The bracketed comment is mine.  While I don't know anything at all about Tamil morphology, these words do not seem to have systematic phonological correspondence with the Latin counterparts.  Please do not bring in candidate words based solely on crude similarity.




john welch said:


> My #26 has : "On reflection, the Etruscans with Greek-Phoenician influence, may have derived "vatieke", as Cambodians derived "vataka.wat", from PIE *wasto.
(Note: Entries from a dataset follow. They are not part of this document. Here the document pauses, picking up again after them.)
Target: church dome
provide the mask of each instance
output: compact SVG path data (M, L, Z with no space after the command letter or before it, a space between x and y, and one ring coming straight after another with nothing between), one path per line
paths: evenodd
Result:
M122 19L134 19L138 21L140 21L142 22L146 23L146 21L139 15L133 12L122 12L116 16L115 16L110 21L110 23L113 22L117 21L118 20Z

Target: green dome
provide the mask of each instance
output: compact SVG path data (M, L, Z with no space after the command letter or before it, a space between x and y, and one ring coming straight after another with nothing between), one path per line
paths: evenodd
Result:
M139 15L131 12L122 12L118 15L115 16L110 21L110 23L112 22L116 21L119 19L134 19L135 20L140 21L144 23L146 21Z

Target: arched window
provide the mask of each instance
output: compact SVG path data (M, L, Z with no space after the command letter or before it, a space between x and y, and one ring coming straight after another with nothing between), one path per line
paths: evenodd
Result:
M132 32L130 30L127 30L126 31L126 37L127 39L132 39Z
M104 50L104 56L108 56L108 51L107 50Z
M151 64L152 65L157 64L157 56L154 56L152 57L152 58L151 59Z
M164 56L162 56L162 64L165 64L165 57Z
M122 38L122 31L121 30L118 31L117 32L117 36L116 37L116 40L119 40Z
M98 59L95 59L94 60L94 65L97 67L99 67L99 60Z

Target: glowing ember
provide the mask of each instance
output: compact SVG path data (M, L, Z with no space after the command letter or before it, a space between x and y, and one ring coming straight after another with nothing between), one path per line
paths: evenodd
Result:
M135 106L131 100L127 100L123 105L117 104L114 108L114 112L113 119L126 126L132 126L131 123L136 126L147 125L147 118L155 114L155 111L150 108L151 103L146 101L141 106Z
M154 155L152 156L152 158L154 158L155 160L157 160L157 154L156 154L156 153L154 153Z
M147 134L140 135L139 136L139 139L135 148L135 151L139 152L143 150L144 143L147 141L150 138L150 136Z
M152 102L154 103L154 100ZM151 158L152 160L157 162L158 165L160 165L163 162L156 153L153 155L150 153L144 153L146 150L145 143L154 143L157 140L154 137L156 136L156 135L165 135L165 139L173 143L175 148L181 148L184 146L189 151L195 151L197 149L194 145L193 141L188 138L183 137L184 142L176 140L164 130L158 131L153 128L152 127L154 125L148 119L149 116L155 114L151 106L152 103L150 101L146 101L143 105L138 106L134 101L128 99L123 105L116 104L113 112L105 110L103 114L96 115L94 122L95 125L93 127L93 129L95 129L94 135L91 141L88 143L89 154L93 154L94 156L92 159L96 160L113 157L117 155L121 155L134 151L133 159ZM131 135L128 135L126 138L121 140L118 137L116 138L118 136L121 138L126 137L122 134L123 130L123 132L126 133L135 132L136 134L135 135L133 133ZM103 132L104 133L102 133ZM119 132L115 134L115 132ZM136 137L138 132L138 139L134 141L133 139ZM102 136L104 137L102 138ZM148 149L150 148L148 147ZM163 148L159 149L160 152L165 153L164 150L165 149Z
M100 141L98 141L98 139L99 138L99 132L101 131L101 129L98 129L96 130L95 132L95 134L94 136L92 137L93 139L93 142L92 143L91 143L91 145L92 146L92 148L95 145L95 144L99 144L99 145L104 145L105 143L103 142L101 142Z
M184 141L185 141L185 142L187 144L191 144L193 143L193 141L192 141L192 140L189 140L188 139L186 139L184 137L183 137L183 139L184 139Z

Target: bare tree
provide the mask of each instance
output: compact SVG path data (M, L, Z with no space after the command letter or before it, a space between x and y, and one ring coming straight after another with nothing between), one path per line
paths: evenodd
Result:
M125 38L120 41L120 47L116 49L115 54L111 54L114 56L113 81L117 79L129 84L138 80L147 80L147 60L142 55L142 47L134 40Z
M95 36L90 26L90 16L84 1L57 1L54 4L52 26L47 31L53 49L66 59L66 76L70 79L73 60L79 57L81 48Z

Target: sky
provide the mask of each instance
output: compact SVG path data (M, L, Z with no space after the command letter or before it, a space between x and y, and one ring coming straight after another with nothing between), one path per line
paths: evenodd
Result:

Latin "vates" is from PIE*wat."
> Your 1st q. does not relate to my words.


If the Etruscan and the Latin words are from two different PIE roots, what then is the point of discussing the former in a thread about the latter?




> I'm guessing that Gr. vatika (region name) is linked to Etruscan vatieke, and speculating that Skt vataka was known to brahmins living in Phoenicia, with common root *wastu.


The Greek and the Etruscan words are not linked (see below).  The IE database I have been quoting does not link Sanskrit _vāṭaka_ to PIE _*wastu-_.  You are confounding t and ṭ (T with underdot) once again.  I don't think PIE *t can change into Sanskrit ṭ but if you believe _vāṭaka_ is from _*wastu-_, then please do us a favour by providing an academic discussion to support it.  Brahmins in Phoenicia?  Uh?  You regard "this speculation" as "a basis for inquiry."  In fact, no inquiries can be based on a speculation because it is not a solid fact.  An inquiry without facts at its basis is called baseless and the person who would advance it debases themselves.




sotos said:


> I was about to mention the Gr. toponym _Vatika_.


_Vatika_ is Βάτικα in the original spelling.  Unfortunately, I could not find it in the Perseus Project.  This could mean two things.  First, the Website does not provide a comprehensive list of place names.  Second, the word came into existence only later than Classical Greek.  If Βάτικα was old enough to be contemporary of Etruscan _vatieke_ or Latin _vates_, it must have been pronounced with an initial /b/.  If it was so young a word as to have an initial /v/, then the word was too late to influence either of them.  Like I said, please do not bring in candidate words based solely on crude similarity.


----------



## berndf

Flaminius said:


> _Vatika_ is Βάτικα in the original spelling.  Unfortunately, I could not find it in the Perseus Project.  This could mean two things.  First, the Website does not provide a comprehensive list of place names.  Second, the word came into existence only later than Classical Greek.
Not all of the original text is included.